Take the plot of any Final Fantasy game—we always have our spiky-haired leader with a giant sword, some dude named Cid, chocobos, moogles, and many more similarities. The games also give us some evil force attempting to wipe out all of humanity. But another thing the narratives also have in common is an all-powerful, corrupt organization or government that controls the world. In Final Fantasy VII, this was the Shinra company. In FFXII, it was the invading country of Archadia. In FFXIII, we have the Sanctum. And in Final Fantasy X, our corrupt organization is Yevon, the leading religion in the world of Spira.

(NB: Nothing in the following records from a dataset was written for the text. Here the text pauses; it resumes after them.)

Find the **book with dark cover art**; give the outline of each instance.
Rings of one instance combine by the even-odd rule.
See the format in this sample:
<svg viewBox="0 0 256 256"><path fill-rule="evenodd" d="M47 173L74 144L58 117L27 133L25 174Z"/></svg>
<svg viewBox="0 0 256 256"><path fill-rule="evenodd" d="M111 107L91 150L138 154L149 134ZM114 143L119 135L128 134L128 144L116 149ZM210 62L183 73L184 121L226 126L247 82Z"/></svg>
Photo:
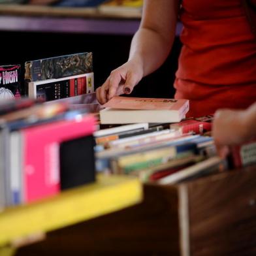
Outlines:
<svg viewBox="0 0 256 256"><path fill-rule="evenodd" d="M25 79L29 82L88 73L93 71L93 55L84 52L26 61L25 69Z"/></svg>
<svg viewBox="0 0 256 256"><path fill-rule="evenodd" d="M21 97L20 65L0 66L0 101Z"/></svg>

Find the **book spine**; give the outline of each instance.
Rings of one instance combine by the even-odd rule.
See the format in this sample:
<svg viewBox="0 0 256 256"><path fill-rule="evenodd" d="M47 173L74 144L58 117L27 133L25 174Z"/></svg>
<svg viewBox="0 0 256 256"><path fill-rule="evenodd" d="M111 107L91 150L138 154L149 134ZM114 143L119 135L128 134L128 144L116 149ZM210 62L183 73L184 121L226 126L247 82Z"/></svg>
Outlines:
<svg viewBox="0 0 256 256"><path fill-rule="evenodd" d="M0 100L20 99L22 92L20 65L0 66Z"/></svg>
<svg viewBox="0 0 256 256"><path fill-rule="evenodd" d="M182 134L193 133L202 135L205 132L212 130L212 123L195 120L181 121L170 125L170 128L180 129Z"/></svg>
<svg viewBox="0 0 256 256"><path fill-rule="evenodd" d="M91 52L26 61L25 79L29 82L61 78L93 71Z"/></svg>
<svg viewBox="0 0 256 256"><path fill-rule="evenodd" d="M88 74L86 76L86 93L94 91L94 73Z"/></svg>

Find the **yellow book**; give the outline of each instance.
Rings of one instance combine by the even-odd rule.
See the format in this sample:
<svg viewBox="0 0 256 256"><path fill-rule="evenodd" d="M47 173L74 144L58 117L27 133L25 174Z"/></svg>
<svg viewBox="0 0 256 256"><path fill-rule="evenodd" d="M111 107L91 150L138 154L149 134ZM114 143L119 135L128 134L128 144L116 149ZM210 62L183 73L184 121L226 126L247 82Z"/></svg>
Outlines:
<svg viewBox="0 0 256 256"><path fill-rule="evenodd" d="M142 185L137 178L99 175L95 184L1 212L0 247L31 234L121 210L140 202L142 197Z"/></svg>

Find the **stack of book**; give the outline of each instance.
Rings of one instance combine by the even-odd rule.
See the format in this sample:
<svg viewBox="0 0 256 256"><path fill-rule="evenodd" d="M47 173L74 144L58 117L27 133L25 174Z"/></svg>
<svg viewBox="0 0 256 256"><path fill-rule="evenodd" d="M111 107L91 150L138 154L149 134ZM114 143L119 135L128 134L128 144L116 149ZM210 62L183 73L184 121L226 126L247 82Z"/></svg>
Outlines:
<svg viewBox="0 0 256 256"><path fill-rule="evenodd" d="M20 65L0 66L0 101L20 99L22 95Z"/></svg>
<svg viewBox="0 0 256 256"><path fill-rule="evenodd" d="M25 94L46 101L94 91L91 52L25 63Z"/></svg>
<svg viewBox="0 0 256 256"><path fill-rule="evenodd" d="M118 96L103 106L101 123L127 125L94 133L98 171L165 184L225 169L206 136L213 116L185 120L187 100Z"/></svg>
<svg viewBox="0 0 256 256"><path fill-rule="evenodd" d="M0 208L95 180L95 120L86 110L29 98L0 110Z"/></svg>
<svg viewBox="0 0 256 256"><path fill-rule="evenodd" d="M171 184L225 170L213 138L196 134L204 122L191 121L193 126L185 120L176 127L142 123L95 132L97 171Z"/></svg>

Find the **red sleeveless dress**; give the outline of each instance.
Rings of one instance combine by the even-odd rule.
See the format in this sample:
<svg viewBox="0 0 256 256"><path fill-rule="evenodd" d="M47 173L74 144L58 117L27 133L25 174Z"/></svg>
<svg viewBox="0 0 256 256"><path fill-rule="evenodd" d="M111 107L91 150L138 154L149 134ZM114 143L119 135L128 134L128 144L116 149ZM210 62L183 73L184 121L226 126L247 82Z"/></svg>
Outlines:
<svg viewBox="0 0 256 256"><path fill-rule="evenodd" d="M184 0L175 98L188 99L187 116L256 101L256 40L240 0Z"/></svg>

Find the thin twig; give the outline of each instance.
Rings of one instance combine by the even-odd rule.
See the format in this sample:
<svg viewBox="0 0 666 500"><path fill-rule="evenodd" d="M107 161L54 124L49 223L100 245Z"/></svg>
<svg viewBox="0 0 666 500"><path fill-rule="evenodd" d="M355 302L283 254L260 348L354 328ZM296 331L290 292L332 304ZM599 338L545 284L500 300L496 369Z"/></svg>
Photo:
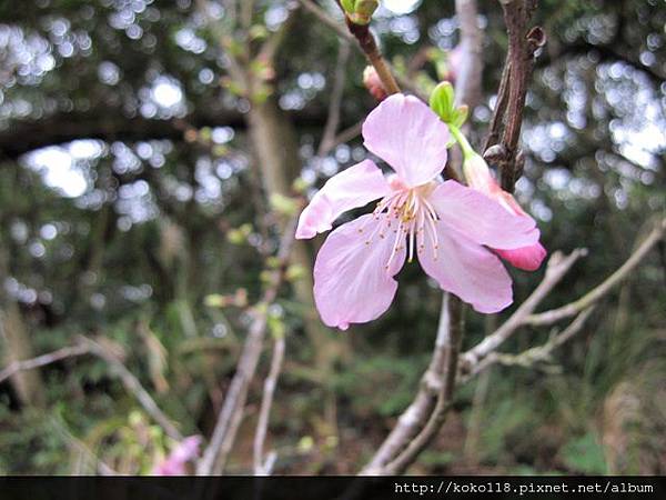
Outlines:
<svg viewBox="0 0 666 500"><path fill-rule="evenodd" d="M273 406L273 397L278 378L282 371L282 362L284 361L285 349L284 336L279 336L273 343L273 357L271 359L271 369L264 381L263 397L261 400L261 410L259 412L259 421L254 433L254 473L256 476L268 476L271 473L272 462L274 462L275 453L270 453L268 459L264 459L264 441L269 430L269 420L271 416L271 407Z"/></svg>
<svg viewBox="0 0 666 500"><path fill-rule="evenodd" d="M451 296L450 298L448 320L446 323L448 324L446 363L443 373L444 383L441 384L442 388L437 394L437 403L425 427L395 459L385 466L383 473L393 476L403 473L431 443L437 432L440 432L451 408L456 386L458 354L464 333L462 303L457 297Z"/></svg>
<svg viewBox="0 0 666 500"><path fill-rule="evenodd" d="M80 336L79 342L83 346L87 346L90 353L97 356L98 358L105 361L120 378L124 388L134 394L139 403L143 407L145 412L152 417L152 419L164 429L167 434L176 440L182 441L183 436L175 428L175 426L171 422L171 419L160 410L160 407L152 399L150 393L143 388L141 382L134 374L128 370L128 368L101 342L97 342L88 337Z"/></svg>
<svg viewBox="0 0 666 500"><path fill-rule="evenodd" d="M254 378L256 364L263 348L268 326L269 306L274 302L278 291L284 278L284 268L289 261L292 243L294 241L296 219L292 219L282 236L278 258L281 262L270 279L260 304L255 308L254 319L250 326L248 338L243 344L243 351L239 359L235 374L229 386L224 403L218 416L211 442L203 452L203 457L196 466L199 476L222 473L231 448L235 441L238 429L243 417L245 401L250 382Z"/></svg>
<svg viewBox="0 0 666 500"><path fill-rule="evenodd" d="M566 257L556 252L551 257L546 267L546 273L538 287L532 294L516 309L516 311L493 333L483 339L474 348L462 356L461 369L466 374L473 371L478 362L486 356L495 351L501 344L513 336L518 328L525 324L526 318L536 309L536 307L546 298L555 286L572 269L574 263L587 254L585 249L576 249Z"/></svg>
<svg viewBox="0 0 666 500"><path fill-rule="evenodd" d="M585 322L587 321L587 318L589 318L589 314L592 314L593 311L594 307L589 307L583 310L562 333L551 338L543 346L533 347L523 352L519 352L518 354L491 352L486 358L484 358L480 363L477 363L474 367L473 372L464 377L463 382L468 381L472 377L477 376L478 373L487 370L494 364L533 368L536 363L548 360L555 349L557 349L559 346L573 338L583 329Z"/></svg>
<svg viewBox="0 0 666 500"><path fill-rule="evenodd" d="M466 69L458 79L456 94L473 108L478 99L483 61L482 32L477 23L475 0L457 0L461 20L461 43ZM450 172L454 171L453 166ZM401 414L396 426L377 449L362 474L403 472L441 429L450 409L458 372L458 349L463 337L462 302L445 293L442 300L437 340L428 369L412 403Z"/></svg>
<svg viewBox="0 0 666 500"><path fill-rule="evenodd" d="M337 61L335 62L335 74L333 77L333 88L331 90L331 100L329 102L329 116L322 133L322 140L317 150L317 157L323 157L324 151L331 150L331 144L335 141L335 133L340 127L340 112L342 107L342 97L344 93L344 82L346 78L346 63L350 58L350 42L340 41L337 51Z"/></svg>
<svg viewBox="0 0 666 500"><path fill-rule="evenodd" d="M87 346L70 346L47 354L38 356L37 358L13 361L7 368L0 371L0 383L19 371L33 370L36 368L44 367L67 358L75 358L78 356L88 354L89 352L90 349Z"/></svg>
<svg viewBox="0 0 666 500"><path fill-rule="evenodd" d="M427 370L421 378L421 387L412 403L402 412L395 427L361 471L362 476L387 473L385 470L386 464L421 431L436 406L437 397L443 388L442 379L445 372L446 352L451 341L450 298L448 293L444 294L433 356Z"/></svg>
<svg viewBox="0 0 666 500"><path fill-rule="evenodd" d="M597 302L615 288L619 282L629 276L629 273L643 261L645 256L655 247L666 232L666 219L656 223L647 238L640 243L634 253L625 261L619 269L606 278L601 284L585 293L578 300L537 314L532 314L525 319L526 324L552 324L564 318L571 318L584 309Z"/></svg>
<svg viewBox="0 0 666 500"><path fill-rule="evenodd" d="M102 343L95 342L88 337L79 336L78 343L75 346L64 347L53 352L38 356L37 358L12 362L0 372L0 382L4 381L18 371L33 370L36 368L44 367L67 358L74 358L83 354L93 354L105 361L111 369L118 373L124 388L137 398L148 414L150 414L153 420L164 429L167 434L178 441L183 439L180 431L173 426L169 417L167 417L162 410L160 410L155 401L143 388L139 379L134 377L134 374L128 370L128 368L118 358L115 358L115 356L113 356L109 349L103 347Z"/></svg>
<svg viewBox="0 0 666 500"><path fill-rule="evenodd" d="M319 7L315 2L313 2L312 0L299 0L299 2L307 10L310 11L314 17L316 17L323 24L325 24L326 27L331 28L333 31L335 31L335 33L343 38L344 40L349 40L352 41L354 43L353 47L360 52L365 54L364 49L361 47L361 44L355 43L356 38L344 28L343 24L341 24L340 22L337 22L335 19L331 18L321 7ZM372 33L371 33L372 37ZM379 52L379 50L377 50ZM398 74L395 71L395 68L393 66L391 66L391 63L389 61L386 61L385 59L383 60L383 66L385 66L386 70L391 73L392 78L394 80L397 81L398 86L402 87L403 89L408 90L410 92L412 92L414 96L418 97L421 100L425 101L427 100L427 96L424 96L421 90L414 86L414 83L408 79L403 77L402 74ZM375 68L376 69L376 68ZM398 90L400 91L400 90Z"/></svg>
<svg viewBox="0 0 666 500"><path fill-rule="evenodd" d="M67 427L62 422L60 422L56 417L51 417L51 424L56 429L57 432L62 434L62 437L69 441L69 444L79 450L80 453L88 457L89 460L93 461L97 466L97 470L101 476L118 476L119 473L113 470L108 463L101 460L94 452L79 438L72 434Z"/></svg>

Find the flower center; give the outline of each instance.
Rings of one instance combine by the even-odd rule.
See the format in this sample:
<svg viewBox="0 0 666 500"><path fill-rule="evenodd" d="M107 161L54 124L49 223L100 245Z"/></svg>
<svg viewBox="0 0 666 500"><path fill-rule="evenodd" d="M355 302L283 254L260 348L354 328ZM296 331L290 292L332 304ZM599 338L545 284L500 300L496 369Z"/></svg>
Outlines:
<svg viewBox="0 0 666 500"><path fill-rule="evenodd" d="M407 246L407 260L412 262L414 252L425 250L426 238L430 238L433 248L433 259L437 260L437 231L438 220L435 209L428 201L430 194L436 188L436 182L417 186L416 188L401 187L384 197L373 211L377 224L365 244L372 243L374 234L381 239L393 238L393 247L386 262L390 269L397 252ZM360 232L363 232L361 229Z"/></svg>

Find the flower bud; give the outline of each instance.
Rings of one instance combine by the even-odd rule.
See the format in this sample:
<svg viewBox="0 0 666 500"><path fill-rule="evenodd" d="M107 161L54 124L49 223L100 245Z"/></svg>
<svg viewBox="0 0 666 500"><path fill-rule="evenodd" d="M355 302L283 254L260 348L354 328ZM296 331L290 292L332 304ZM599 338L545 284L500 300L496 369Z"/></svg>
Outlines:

Final Fantasy uses a lot of mythology, and it’s not always accurate to the religions it borrows from. In other ways, the games do an immensely wonderful job with different faiths. Final Fantasy X
is one of these games. FFX opens up a discussion about religion that we as consumers probably need. While Final Fantasy does have both good and bad religious representation, the games are not shy about criticizing the faiths they borrow from.
I wouldn’t say that the Final Fantasy games are being overtly anti-religious in any game. Or, at the very least, I wouldn’t say that the games are specifically created with an anti-religious agenda. Final Fantasy’s big thing, though, is that it criticizes people with power, and religion is just one avenue through which it does so.